On 17th November 1914 a tug called Stanton, was acquired by the Admiralty from the North Eastern Railway. It was put to service as a patrol boat in the English Channel and was renamed as His Majesty’s tug Char. At 1.30 a.m. on Saturday 16th January, during a night of gales, the Char was badly damaged below the waterline when trying to get alongside and examine a Belgian petroleum tank steamer of 2,395 tons called Erivan. The Char began to fill rapidly with water, the crew called out for help, and the tug began to drift away. The Erivan, having also sustained damage putting it in danger of foundering, was unable to help the Char, but sent up rockets to call for assistance. At 2 a.m. the Deal lifeboat was launched in difficult conditions that could have easily washed the men on it overboard.
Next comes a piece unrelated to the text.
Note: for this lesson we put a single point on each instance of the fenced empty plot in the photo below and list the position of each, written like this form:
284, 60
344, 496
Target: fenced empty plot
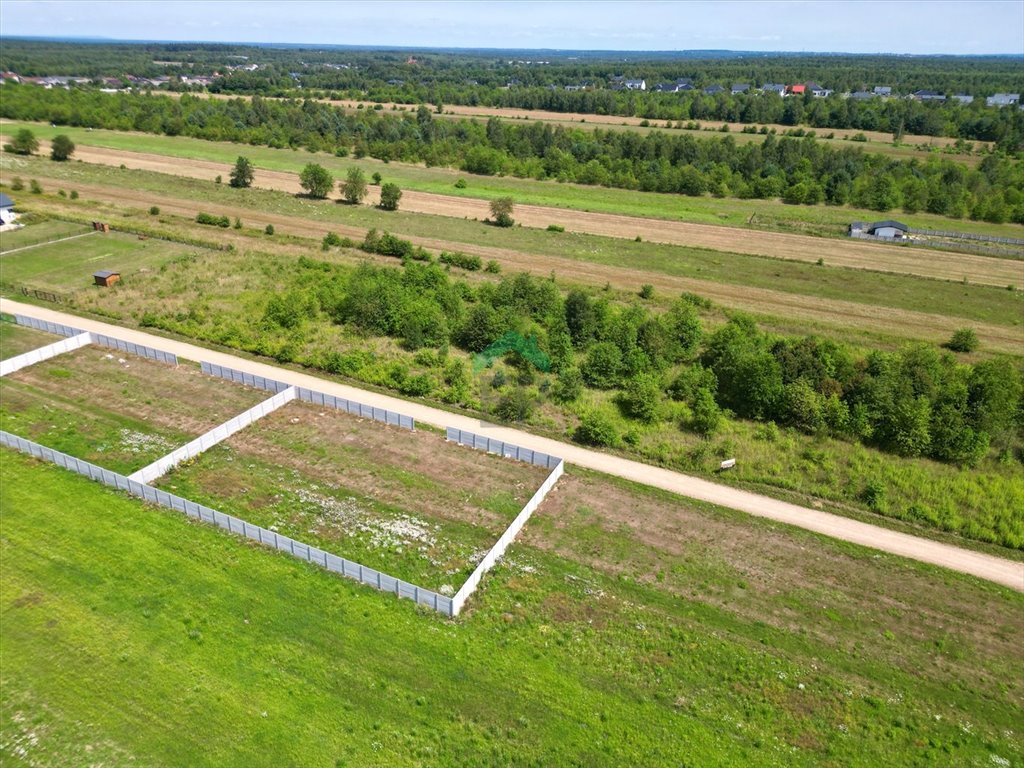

After several hours searching for the Char, the lifeboat waited by the Erivan until daylight broke. When the lifeboat returned to shore it was sent out again to investigate a sighting of a vessel, possibly the Char, stranded on the Goodwin Sands, but when they reached the location there was nothing to be found. The lifeboat returned at 2 p.m. , 12 hours after first setting out. The Char was believed to have sunk with all the crew (18 men), including Charles Wesley Stephens, lost.
Charles has no grave. He left £368 10s. 10d. to Herbert Daniel Stephens, an insurance company clerk, and John James Stephens, a shipper’s clerk.